Waar ik vroeger een waarschuwende stem hoorde, ‘pas maar op, jij hoort niet bij die 5 goede maagden. Kijk naar jezelf, je bid weinig, je leest weinig uit de Bijbel, jouw olielamp is niet genoeg gevuld’, hoor ik nu een stem van een vader, die weet hoe hij met Zijn kinderen moet praten, ‘Hoe goed ben je voorbereid?’ En dat is alles. Geen verwijt.
Ik denk na. Ik weet het niet. Ik lees elke dag de Bijbel en bid elke dag. Ik weet dat ik Zijn kind ben. Het is niet veel. Wat kan ik nog meer doen voor een goede voorbereiding?
Voor m’n komende baby weet ik het wel. En als ik het even niet weet, dan zijn antwoorden makkelijk te vinden. De kraamhulp en verloskundigen staan al vanaf het begin van de zwangerschap voor me klaar.
Maar nu, nu weet ik het even niet zo goed.
Wat is voor mijn eigen Vader ‘goed voorbereid’? Waarom weet ik het antwoord niet?
‘Papa, wat wilt U dat ik doe?’ Fijn zou zijn als een stille stem me direct het antwoord gaf.
Ik begin te googelen en vind vanalles wat nodig is voor de komst van Jezus.
1. Waakzaamheid en nuchterheid
(1 Tessalonicenzen 5:4-6; Romeinen 13:11-12)
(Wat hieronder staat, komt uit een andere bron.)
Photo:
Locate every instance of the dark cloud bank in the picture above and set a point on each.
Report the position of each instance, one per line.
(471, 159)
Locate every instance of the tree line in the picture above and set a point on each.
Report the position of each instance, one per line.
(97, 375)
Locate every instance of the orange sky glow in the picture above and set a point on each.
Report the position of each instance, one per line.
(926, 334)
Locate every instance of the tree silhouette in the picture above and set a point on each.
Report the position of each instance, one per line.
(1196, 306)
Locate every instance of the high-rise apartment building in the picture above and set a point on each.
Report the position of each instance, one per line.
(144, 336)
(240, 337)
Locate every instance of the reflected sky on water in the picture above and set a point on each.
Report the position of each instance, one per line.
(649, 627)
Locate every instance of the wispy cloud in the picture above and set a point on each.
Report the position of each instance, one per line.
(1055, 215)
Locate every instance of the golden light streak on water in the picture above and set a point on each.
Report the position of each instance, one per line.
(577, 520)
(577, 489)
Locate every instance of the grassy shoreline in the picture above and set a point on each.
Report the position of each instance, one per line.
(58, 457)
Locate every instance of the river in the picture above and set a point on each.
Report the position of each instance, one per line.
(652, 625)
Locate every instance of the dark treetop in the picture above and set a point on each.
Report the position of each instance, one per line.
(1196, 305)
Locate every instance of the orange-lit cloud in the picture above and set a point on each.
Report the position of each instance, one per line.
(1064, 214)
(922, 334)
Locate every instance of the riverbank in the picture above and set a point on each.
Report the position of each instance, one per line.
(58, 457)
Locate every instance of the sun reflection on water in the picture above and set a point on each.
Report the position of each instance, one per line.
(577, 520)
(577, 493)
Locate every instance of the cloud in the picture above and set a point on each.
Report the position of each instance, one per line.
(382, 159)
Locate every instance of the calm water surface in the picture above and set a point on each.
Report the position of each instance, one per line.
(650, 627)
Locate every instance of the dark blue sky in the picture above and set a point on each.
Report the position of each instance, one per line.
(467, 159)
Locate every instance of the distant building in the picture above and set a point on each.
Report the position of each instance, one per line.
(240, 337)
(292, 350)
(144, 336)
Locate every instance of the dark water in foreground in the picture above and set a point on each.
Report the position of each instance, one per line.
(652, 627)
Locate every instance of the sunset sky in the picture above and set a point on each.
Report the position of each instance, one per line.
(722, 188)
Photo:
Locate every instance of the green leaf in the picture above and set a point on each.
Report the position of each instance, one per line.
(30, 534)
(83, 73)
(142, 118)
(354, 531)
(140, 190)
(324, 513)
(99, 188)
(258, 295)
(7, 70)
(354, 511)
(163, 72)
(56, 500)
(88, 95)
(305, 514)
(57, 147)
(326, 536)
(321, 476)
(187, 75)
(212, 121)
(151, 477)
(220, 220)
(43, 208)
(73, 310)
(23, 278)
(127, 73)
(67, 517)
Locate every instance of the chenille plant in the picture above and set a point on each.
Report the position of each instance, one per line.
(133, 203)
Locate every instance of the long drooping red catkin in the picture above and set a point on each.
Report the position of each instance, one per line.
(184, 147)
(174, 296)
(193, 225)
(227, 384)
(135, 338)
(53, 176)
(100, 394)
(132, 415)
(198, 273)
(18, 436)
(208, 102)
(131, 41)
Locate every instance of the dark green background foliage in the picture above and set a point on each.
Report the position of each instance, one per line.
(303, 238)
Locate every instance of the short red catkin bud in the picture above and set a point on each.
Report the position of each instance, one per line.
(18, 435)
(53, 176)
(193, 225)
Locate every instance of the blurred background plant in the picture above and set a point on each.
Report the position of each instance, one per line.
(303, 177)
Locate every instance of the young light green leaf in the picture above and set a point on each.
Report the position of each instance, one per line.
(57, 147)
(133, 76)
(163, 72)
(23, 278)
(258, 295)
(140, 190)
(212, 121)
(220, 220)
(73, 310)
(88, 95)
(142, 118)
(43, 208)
2. Helder inzicht en fijngevoeligheid
(Filippenzen 1:9-10; 1 Johannes 3:3)
3. IJver en trouw
(Matteüs 24:45-47; 25:19-21; 2 Korintiërs 5:9)
4. Behoedzaamheid en onderscheid
(Matteüs 24:4-5; 2 Tessalonicenzen 2:1-3; 1 Johannes 4:1-6)
Ja dat zal het zijn. Dit kan veel beter. Ik moet nog meer mijn best doen.
Maar de vraag die blijft…
‘Hoe goed ben je voorbereid?’
‘Ik weet het, kan beter, ik doe m’n best God.’
En dan ineens besef ik het. Dit was niet wat God van me wilde, Hij stelde me deze vraag niet om een ‘heilige’ van me te maken, of om me te laten zien hoe slecht ik ben en altijd zal blijven, nee Hij stelde me deze vraag om een plekje in mijn drukke hoofd te krijgen. ‘God is een jaloers God’ zegt mijn religieuze ik. ‘Nee, (ja) maar dit is wat Ik bedoel: Ik wil dat je goed voorbereid bent als Ik kom. Als je Mij op een dag ontmoet, herken je me dan? Zal je zicht helder zijn? Weet je dan echt Wie Ik ben?’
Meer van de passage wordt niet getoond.